Ingredients (chocolate cake)
200 g dark chocolate (about 60-75% cocoa
solids), chopped
200 g butter, cubed
1 tablespoon instant coffee granules
85 g self-raising flour
85 g plain flour
¼ teaspoon bicarbonate of soda
200 g light muscovado sugar
200 g golden caster sugar
25 g cocoa powder
3 medium eggs
75 ml buttermilk
50 g grated chocolate or 100 g curls, to
decorate
Ingredients (ganache)
200 g dark chocolate (about 60% cocoa solids),
chopped
300 ml double cream
2 tablespoons golden caster sugar
Instructions
(1)
Heat oven to 160C (fan-forced) / 140C (gas level 3). Butter and line a 300 mm round (75 mm deep) cake
tin.
(2)
Put 200g chopped dark chocolate in medium pan with 200g butter.
(3)
Mix 1 tablespoon instant coffee granules into 125 ml cold water and pour into pan.
(4)
Warm over a low heat just until everything is melted (DO NOT overheat). Alternatively,
melt in microwave (should take 3-5 minutes), stirring after 2 minutes.
(5)
Mix 85 g self-rising flour, 85 g plain flour, ¼ teaspoon bicarbonate of soda, 200 g
light muscovado sugar, 200 g golden caster sugar and 25 g cocoa powder; squash
mix until lump-free.
(6)
Beat 3 medium eggs with 75 ml buttermilk.
(7)
Pour melted chocolate mixture and egg mixture into the flour mixture and stir
everything to a smooth (quite runny) consistency.
(8)
Pour this into tin and bake for 85-90 minutes.

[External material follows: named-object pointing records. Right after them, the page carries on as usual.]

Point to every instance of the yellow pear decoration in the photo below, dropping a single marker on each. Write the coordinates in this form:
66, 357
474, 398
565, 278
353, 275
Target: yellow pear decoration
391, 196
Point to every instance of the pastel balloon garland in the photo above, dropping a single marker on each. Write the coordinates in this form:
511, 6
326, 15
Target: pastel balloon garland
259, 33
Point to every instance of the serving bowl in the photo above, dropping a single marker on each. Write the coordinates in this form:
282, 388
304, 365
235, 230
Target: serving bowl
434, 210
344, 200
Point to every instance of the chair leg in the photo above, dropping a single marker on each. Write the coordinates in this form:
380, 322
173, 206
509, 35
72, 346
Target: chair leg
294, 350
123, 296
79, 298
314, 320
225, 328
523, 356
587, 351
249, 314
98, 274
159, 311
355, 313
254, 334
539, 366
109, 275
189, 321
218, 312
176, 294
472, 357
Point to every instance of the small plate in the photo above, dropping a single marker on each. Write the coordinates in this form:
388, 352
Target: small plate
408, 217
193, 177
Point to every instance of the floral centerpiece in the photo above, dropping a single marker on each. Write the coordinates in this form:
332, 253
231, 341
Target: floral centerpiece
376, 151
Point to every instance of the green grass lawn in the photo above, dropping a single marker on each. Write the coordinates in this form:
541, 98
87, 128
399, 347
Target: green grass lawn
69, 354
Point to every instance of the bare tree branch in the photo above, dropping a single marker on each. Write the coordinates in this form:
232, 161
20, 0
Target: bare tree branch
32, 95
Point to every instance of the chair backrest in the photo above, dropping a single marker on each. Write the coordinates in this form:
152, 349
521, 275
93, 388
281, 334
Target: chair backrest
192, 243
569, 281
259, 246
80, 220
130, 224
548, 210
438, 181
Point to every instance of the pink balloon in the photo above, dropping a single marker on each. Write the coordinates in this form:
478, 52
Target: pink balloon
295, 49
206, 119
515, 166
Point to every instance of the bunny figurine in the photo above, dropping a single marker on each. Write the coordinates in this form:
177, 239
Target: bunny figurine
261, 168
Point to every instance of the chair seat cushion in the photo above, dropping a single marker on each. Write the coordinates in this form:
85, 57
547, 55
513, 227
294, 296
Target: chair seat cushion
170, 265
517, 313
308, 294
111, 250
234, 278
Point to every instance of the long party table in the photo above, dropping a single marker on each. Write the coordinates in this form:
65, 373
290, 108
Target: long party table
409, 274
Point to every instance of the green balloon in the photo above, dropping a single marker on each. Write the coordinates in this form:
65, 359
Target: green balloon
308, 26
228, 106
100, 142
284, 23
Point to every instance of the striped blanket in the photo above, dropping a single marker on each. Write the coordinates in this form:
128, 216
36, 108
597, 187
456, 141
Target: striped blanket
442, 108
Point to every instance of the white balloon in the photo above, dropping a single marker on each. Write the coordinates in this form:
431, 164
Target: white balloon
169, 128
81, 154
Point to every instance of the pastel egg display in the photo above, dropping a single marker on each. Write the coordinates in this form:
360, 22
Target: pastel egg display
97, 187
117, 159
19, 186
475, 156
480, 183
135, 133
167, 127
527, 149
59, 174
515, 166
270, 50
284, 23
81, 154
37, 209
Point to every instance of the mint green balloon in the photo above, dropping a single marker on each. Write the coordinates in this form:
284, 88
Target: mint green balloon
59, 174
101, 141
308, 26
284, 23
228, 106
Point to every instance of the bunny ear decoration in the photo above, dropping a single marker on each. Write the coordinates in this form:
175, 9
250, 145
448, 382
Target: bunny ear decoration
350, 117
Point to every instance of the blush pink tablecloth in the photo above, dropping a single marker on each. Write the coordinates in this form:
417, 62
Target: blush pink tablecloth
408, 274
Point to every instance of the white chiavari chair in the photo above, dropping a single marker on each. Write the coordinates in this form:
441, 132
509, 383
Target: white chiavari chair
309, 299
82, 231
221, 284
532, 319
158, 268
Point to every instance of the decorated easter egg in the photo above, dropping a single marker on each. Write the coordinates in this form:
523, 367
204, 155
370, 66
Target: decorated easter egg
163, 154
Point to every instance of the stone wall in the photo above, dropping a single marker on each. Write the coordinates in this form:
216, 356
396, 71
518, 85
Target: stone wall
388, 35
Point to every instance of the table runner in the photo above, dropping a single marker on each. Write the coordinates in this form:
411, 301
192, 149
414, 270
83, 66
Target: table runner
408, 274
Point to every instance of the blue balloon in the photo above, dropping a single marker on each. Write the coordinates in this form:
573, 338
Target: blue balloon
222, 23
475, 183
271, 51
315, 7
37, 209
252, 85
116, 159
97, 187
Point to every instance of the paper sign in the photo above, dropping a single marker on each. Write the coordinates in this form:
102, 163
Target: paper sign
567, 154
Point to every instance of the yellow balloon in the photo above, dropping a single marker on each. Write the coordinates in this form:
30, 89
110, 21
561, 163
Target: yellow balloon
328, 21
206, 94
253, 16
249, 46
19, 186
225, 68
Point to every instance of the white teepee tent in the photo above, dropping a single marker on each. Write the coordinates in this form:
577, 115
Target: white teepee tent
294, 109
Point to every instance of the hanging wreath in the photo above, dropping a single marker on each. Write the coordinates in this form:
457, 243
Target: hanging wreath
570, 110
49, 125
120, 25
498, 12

To test, push a skewer into the centre and (1) it should come out clean
and (2) the top should feel firm (surface cracking is normal and indicates
perfectly cooked).
(9)
Leave to cool in tin (during this, it will likely dip a little), then turn out
onto a wire rack to cool completely. Cut cold cake horizontally into three.
(10)
To make the ganache, put 200 g chopped dark chocolate in a bowl. Pour 300 ml
double cream into a pan, add 2 tablespoons golden caster sugar and heat until mix
is at the point of boiling.
(11)
Immediately remove mix from heat and pour it over the chocolate. Stir until the chocolate has melted and the
mixture is smooth. Cool until it becomes
a little cooler but remains pourable.
(12)
Sandwich the layers together with just a little of the ganache. Pour the rest
over the cake letting it fall down the sides; smooth over any gaps with a
palette knife.
(13)
Decorate with 50 g grated chocolate or 100 g chocolate curls. The cake will
keep “moist and gooey” for 3-4 days.